We tend to think that wild animals “should” be afraid of us—should flee—and deer usually do, unless left alone. These deer were different (although not unlike mule deer I’ve seen in California). Indeed, I met my first mule deer when I was six years of age. She walked up to me at Mount Wilson Observatory near Los Angeles, reached down, and chomped off the top half of the banana I was eating. Was I terrified? Nope. I ate the second half. But that’s me. I have touched a wild beluga whale, have had chickadees alight on my shoulder, and have had foxes, who have never met a human, trot up to give me a sniff. Animals fear us, but not necessarily instinctively; we give them ample reason.
I was in Invermere with my Toronto-based colleague, Liz White, to help support a “no” vote in a referendum that asked Invermere’s residents if the town’s deer should be baited to enter a large, square frame, where they would be trapped until men arrived to collapse the trap around them, holding the panicked, struggling animals down. Then, a metal bolt would be driven into their brains, sometimes after many botched tries—ultimately rendering them unconscious so that they could be bled from the back of a truck into a pail, until dead. (That’s not how the ballet was worded; it just asked if the deer should be culled.) Doing that would, citizens were told, prevent the things about deer that concerned them.
We tried to expose the truth, which is hard to do with a population that’s unaware of wildlife population dynamics, with both real and imagined concerns about the deer. With our colleagues, local citizens banded together as the Invermere Deer Protection Society (IDPS).
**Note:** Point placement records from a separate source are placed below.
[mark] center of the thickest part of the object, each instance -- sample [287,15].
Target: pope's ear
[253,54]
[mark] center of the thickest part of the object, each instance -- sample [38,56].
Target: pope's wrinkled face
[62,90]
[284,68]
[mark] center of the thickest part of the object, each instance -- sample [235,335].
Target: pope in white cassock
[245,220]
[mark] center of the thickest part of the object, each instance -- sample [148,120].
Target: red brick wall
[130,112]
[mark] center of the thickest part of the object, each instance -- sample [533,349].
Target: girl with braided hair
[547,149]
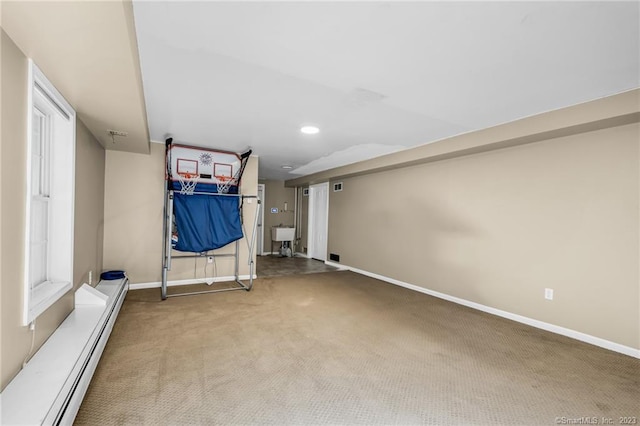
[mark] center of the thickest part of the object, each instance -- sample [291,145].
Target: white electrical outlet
[548,293]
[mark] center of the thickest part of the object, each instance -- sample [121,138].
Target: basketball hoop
[223,184]
[188,183]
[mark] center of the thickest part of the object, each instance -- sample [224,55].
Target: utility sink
[282,234]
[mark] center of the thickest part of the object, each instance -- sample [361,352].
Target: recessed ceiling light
[309,130]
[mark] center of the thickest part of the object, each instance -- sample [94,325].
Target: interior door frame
[260,236]
[310,227]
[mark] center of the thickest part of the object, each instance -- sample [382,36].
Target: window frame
[60,128]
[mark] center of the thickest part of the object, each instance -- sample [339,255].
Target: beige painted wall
[133,212]
[15,338]
[497,228]
[275,196]
[304,221]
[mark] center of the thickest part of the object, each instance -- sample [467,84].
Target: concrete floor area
[273,266]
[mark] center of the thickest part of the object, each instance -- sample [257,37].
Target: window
[50,171]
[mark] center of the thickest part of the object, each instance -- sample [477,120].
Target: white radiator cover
[50,389]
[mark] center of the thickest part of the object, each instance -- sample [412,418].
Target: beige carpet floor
[341,348]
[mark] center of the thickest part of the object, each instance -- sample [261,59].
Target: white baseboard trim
[158,284]
[583,337]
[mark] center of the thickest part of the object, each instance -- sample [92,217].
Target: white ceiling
[374,76]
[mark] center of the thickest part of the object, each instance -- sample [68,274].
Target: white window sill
[45,295]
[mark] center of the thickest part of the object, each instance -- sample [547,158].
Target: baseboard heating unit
[50,388]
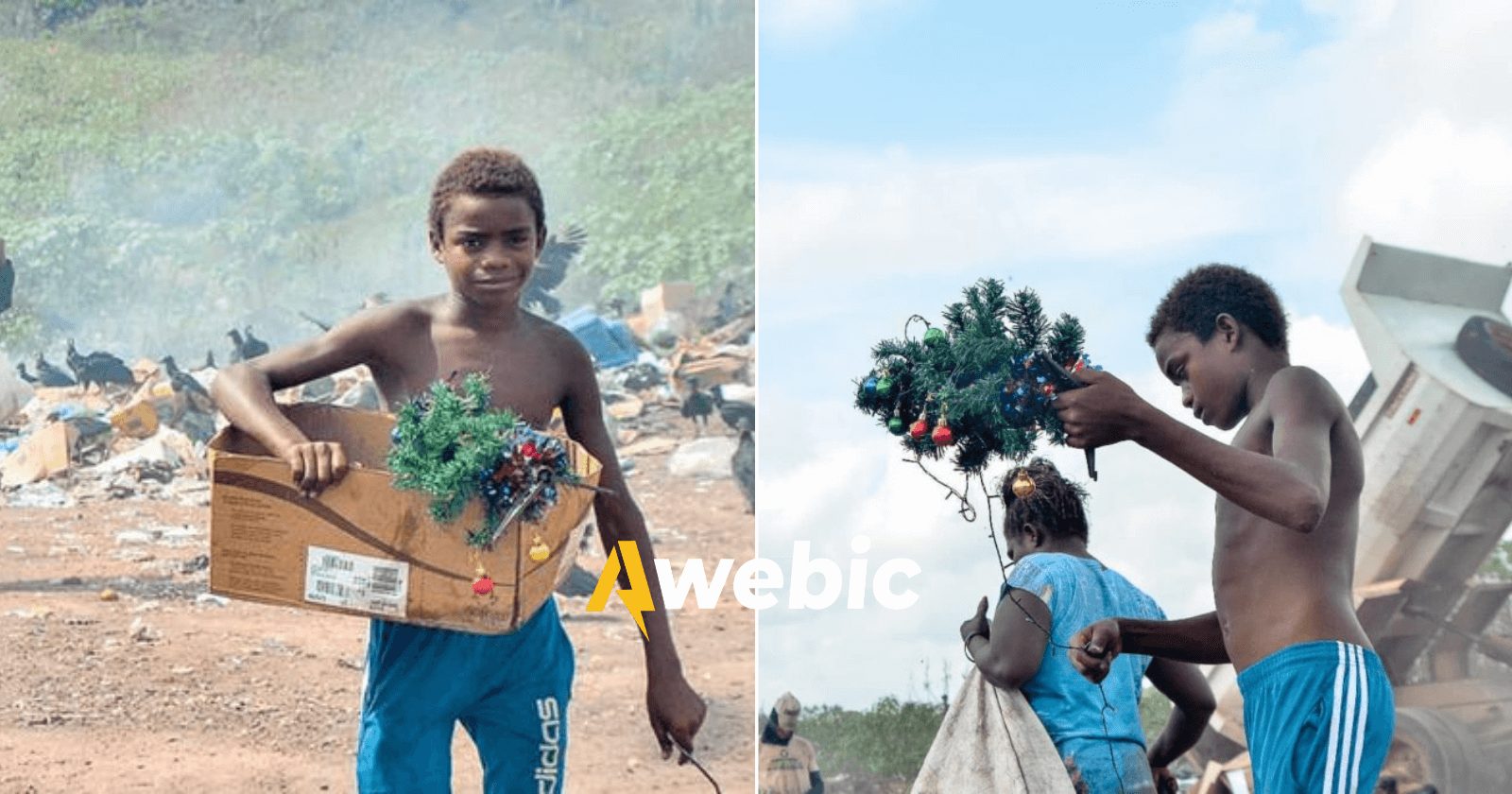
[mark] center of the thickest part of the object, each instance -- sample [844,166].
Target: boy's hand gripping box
[367,548]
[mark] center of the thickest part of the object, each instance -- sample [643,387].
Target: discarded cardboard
[665,297]
[367,548]
[43,454]
[138,420]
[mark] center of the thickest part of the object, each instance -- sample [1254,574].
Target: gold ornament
[541,551]
[1022,484]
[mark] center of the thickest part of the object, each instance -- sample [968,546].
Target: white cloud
[892,214]
[1228,35]
[811,20]
[1440,186]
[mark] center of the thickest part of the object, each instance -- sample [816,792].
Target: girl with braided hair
[1055,589]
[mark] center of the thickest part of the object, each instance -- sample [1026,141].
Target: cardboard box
[665,297]
[42,456]
[138,420]
[367,548]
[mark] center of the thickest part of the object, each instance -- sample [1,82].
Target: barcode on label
[386,581]
[336,563]
[354,581]
[333,589]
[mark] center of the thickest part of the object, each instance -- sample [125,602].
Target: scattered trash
[703,458]
[40,495]
[141,632]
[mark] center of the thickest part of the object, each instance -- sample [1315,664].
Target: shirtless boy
[488,226]
[1317,703]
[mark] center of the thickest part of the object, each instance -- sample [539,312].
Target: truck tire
[1433,748]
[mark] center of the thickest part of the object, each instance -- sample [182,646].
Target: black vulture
[697,406]
[733,410]
[98,368]
[253,347]
[551,269]
[743,465]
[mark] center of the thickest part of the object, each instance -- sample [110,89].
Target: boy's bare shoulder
[400,315]
[559,342]
[1302,389]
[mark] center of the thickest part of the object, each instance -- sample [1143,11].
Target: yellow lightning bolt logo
[637,597]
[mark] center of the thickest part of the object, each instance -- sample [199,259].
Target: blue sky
[1093,151]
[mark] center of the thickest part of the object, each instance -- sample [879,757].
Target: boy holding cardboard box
[488,224]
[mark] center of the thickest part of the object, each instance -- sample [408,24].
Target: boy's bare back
[534,365]
[1272,586]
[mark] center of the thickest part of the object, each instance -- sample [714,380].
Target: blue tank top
[1080,592]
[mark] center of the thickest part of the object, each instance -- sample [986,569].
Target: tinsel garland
[451,445]
[982,385]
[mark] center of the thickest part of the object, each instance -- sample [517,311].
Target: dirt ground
[118,672]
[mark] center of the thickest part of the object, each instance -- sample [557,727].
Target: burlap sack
[990,743]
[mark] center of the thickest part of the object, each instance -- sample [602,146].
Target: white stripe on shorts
[1332,726]
[1365,711]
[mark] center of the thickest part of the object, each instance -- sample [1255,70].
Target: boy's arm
[246,395]
[1012,650]
[675,710]
[1192,705]
[1289,488]
[1196,640]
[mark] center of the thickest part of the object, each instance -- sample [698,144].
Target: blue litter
[610,342]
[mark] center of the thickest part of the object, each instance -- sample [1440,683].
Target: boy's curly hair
[1057,504]
[1209,291]
[489,173]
We methodically canvased every part of town (about 1,000 houses), speaking to approximately 300 people about why culling does not work. It seemed that the majority of people supported us. But, when the vote was held on November 2, only 26% agreed with us and voted “no.”
Do we stop there? No. As I will explain in a future blog, the canvasing reinforced formal studies in why people act illogically. Based on figures from the cull in Cranbrook (see here and here), it’ll cost the good folks of Invermere more than $600 per deer removed, with, as I suspect they will discover, no significant improvement.
Luckily, the referendum is not binding. So, we have something to build on: a means to show a less costly and more effective suite of options. The night of the poll, we were already planning for the work ahead—and, by the next morning, we had already met with IDPS members to strategize.